A Korean-infused cocktail bar that reads like a design manifesto, not a menu
When one of the most respected figures in contemporary cocktail culture steps out on his own, the result is more than a bar—it’s a place with its own rhythm and logic. BOP — Bartenders of Pony in Singapore’s Chinatown is Uno Jang’s first solo venture away from the much-celebrated Jigger & Pony Group, and it nods to Korean social culture with both heart and precision.

Design rooted in cultural values
The interiors were shaped by Gabriel Tan of Studio Antimatter, whose approach refuses literal pastiche in favour of spatial intelligence and emotional flow. Instead of cherry-picking motifs, Tan worked closely with Uno to translate core Korean values—Kki (craft), Jeong (heart) and Heung (energy)—into the bar’s geometry, materials and colours.
Inside the narrow shophouse, the space unfolds across four distinct zones, each calibrated to the social behaviour it supports. Timber-clad surfaces and warm lighting invite lingering conversations, while a tactile mix of soft beiges, earthy terracotta, ochres and deep reds softly references Korea’s obangsaek colour system and traditional dancheong palettes. Custom joinery and bespoke lighting, paired with careful acoustics, keep the interior lived-in and inviting rather than staged.

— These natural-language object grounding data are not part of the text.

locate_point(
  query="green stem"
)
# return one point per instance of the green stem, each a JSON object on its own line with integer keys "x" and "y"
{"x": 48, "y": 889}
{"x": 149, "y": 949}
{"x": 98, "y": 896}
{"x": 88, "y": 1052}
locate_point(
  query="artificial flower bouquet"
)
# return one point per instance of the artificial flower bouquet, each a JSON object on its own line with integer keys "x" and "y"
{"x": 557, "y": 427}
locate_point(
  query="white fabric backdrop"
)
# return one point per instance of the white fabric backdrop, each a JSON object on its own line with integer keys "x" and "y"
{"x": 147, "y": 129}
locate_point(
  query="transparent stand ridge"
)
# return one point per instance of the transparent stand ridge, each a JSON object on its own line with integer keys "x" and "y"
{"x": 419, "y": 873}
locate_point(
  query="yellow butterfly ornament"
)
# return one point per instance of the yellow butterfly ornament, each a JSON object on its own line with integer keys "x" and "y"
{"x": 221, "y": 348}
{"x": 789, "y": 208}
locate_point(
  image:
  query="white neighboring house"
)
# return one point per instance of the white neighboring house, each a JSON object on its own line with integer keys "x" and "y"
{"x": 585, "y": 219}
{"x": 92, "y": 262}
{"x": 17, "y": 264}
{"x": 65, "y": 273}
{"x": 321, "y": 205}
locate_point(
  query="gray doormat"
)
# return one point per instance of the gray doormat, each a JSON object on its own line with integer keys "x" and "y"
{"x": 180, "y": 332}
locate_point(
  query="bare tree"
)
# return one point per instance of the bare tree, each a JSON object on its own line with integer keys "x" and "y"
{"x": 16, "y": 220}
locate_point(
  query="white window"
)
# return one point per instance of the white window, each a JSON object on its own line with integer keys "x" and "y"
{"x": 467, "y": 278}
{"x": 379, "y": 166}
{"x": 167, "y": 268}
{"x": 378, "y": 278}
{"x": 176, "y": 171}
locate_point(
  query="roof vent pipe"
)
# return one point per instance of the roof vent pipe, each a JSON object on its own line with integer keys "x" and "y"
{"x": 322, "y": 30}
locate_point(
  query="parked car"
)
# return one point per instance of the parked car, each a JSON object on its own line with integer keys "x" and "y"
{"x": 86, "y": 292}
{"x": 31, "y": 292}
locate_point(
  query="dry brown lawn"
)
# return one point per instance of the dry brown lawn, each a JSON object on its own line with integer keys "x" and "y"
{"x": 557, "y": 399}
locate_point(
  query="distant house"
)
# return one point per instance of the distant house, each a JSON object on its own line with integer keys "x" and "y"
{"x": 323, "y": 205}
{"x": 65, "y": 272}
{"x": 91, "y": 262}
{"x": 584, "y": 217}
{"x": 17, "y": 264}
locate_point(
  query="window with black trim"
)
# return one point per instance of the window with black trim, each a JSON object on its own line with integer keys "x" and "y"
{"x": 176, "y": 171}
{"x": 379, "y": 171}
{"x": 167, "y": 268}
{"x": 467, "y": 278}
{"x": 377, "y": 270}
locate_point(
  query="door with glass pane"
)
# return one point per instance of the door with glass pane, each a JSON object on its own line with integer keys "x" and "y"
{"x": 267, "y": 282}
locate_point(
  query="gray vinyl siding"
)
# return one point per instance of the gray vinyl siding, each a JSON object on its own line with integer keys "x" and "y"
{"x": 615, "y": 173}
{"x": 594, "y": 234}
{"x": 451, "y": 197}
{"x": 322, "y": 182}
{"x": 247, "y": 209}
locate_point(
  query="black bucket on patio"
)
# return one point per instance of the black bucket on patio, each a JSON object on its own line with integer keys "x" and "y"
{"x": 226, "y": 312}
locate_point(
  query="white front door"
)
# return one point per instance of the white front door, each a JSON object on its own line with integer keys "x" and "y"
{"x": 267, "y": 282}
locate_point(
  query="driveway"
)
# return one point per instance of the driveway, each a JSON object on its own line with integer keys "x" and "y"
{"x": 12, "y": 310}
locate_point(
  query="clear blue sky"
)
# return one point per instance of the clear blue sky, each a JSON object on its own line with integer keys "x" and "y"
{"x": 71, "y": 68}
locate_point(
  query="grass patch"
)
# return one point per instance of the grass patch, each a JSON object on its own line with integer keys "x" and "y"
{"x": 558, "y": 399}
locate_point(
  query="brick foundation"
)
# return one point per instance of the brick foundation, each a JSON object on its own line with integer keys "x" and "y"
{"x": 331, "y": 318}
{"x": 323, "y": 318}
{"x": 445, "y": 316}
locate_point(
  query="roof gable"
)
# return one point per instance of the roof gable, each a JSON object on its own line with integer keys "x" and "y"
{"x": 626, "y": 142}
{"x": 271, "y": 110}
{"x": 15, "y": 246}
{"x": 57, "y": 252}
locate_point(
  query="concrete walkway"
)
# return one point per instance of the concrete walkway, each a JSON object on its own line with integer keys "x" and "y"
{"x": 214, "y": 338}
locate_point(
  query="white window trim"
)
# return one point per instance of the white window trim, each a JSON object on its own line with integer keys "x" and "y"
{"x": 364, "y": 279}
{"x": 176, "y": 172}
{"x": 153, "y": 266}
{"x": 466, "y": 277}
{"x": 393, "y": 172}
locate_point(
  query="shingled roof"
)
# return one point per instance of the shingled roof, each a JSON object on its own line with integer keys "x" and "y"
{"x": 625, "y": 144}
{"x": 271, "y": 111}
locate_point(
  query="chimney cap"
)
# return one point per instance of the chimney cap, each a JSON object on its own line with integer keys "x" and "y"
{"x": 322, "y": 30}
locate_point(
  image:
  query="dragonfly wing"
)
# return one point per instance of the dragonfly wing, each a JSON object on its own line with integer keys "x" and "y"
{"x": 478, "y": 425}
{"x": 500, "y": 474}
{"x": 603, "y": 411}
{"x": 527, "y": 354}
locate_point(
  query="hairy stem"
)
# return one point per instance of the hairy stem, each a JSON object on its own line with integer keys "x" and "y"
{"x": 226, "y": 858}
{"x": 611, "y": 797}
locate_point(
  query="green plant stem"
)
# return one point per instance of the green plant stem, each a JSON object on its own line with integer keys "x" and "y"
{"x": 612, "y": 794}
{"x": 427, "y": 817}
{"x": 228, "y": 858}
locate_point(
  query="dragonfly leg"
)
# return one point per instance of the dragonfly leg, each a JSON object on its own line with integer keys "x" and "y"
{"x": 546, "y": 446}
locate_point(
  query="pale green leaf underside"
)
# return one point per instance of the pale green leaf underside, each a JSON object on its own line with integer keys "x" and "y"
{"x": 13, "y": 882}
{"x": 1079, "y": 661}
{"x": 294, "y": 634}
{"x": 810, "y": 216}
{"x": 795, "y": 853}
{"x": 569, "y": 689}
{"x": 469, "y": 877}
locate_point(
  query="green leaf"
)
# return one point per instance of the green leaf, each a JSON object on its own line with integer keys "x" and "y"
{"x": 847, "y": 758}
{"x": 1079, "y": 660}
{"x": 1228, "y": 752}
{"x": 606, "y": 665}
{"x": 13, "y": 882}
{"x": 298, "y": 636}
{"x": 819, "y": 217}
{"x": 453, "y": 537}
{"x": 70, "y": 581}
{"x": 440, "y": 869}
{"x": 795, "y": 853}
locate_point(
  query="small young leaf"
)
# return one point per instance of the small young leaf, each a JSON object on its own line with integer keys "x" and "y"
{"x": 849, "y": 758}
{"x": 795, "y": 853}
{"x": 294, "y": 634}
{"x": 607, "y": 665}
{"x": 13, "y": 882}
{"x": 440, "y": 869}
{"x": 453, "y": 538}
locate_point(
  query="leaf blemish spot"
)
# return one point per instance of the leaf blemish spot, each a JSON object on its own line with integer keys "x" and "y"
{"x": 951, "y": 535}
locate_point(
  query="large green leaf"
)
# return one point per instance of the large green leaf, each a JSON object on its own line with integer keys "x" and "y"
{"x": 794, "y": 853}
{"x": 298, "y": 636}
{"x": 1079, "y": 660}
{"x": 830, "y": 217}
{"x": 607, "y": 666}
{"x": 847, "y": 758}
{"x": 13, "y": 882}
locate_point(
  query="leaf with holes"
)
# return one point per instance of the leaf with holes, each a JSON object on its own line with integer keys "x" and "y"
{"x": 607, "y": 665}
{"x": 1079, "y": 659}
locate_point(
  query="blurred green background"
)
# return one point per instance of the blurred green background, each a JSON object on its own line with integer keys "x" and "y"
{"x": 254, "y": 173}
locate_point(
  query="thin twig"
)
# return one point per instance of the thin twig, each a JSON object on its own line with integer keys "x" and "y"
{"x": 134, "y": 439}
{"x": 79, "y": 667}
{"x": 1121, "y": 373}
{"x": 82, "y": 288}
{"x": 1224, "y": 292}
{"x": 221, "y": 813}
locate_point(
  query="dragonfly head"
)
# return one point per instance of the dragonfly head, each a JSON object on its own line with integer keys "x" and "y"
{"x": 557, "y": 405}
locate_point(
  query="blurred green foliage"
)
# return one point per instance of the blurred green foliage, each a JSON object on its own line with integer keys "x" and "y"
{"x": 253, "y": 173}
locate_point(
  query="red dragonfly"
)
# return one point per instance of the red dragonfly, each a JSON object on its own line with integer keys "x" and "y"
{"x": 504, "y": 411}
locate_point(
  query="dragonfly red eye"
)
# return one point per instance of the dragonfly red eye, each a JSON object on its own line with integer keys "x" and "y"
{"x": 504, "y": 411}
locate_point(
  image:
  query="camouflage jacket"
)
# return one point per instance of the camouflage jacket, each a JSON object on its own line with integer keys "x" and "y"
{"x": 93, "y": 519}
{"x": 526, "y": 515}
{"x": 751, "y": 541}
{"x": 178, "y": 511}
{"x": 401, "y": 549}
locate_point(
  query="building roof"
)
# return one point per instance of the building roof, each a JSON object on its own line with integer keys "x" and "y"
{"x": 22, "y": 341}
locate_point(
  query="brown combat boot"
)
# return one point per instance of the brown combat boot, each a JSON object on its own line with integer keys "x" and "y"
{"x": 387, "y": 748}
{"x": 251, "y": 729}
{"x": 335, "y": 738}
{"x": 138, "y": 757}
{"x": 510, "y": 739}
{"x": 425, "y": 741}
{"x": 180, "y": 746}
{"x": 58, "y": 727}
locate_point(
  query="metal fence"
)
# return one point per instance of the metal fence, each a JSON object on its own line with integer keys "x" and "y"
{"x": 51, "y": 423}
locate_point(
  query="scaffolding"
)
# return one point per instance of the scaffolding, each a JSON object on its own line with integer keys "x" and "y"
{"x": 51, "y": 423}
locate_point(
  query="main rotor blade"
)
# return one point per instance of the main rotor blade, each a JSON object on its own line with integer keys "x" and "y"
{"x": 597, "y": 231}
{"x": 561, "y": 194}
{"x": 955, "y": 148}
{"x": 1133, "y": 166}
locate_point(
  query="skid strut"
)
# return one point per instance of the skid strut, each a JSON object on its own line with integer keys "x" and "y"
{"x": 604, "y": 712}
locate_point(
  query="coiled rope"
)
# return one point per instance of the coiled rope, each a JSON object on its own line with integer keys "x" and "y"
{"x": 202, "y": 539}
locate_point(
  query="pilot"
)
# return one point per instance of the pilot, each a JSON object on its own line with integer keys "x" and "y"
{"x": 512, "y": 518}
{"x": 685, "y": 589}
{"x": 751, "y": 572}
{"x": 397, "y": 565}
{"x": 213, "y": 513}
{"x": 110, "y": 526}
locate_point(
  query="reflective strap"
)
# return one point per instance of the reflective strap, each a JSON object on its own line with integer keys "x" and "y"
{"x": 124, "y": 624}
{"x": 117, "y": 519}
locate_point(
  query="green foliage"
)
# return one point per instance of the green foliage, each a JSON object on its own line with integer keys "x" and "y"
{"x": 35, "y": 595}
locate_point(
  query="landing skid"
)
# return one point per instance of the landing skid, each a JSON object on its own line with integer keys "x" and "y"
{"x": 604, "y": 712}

The bar as social choreography
Bartenders of Pony isn’t about flair—it’s about feeling. The layout lets the bar counter act as a stage and meeting place at once, and the arrangement of furniture and lighting encourages fluid movement from vibrant front sections to more intimate corners. All elements are designed to support the way people really drink, eat and interact.

This isn’t a bar that stops to pose; it moves with you.

Cocktails that ground culture in flavour
Uno’s drinks draw deeply from Korean ingredients and spirits, pairing familiar profiles with creative twists. Think a BOP Martini built on house-made makgeolli vermouth and seaweed, or an Iced Somaek crowned with shaved soju ice—playful, clever and instinctive. There’s a lightness here that never sacrifices complexity.

Jason Oh, the chef brought in to shape BOP’s food programme, keeps dishes generous and share-able, from perilla oil noodles to tuna gimbap and crispy fried chicken. Each plate lands with confidence, designed to sit somewhere between the casual and the considered.

Why it matters
This new bar from Uno Jang feels like the next step for cocktail culture in Singapore because it doesn’t treat design and hospitality as separate things. Here, architecture, interiors, food, drinks and sociality are inseparable. The result is a space that feels elevated but warm, structured but improvisational. And that’s what makes Bartenders of Pony a place people will return to, not because it’s a trend, but because it feels like somewhere worth inhabiting. Bill Tikos

Bartenders of Pony is at 76 Tras Street, Singapore 079015.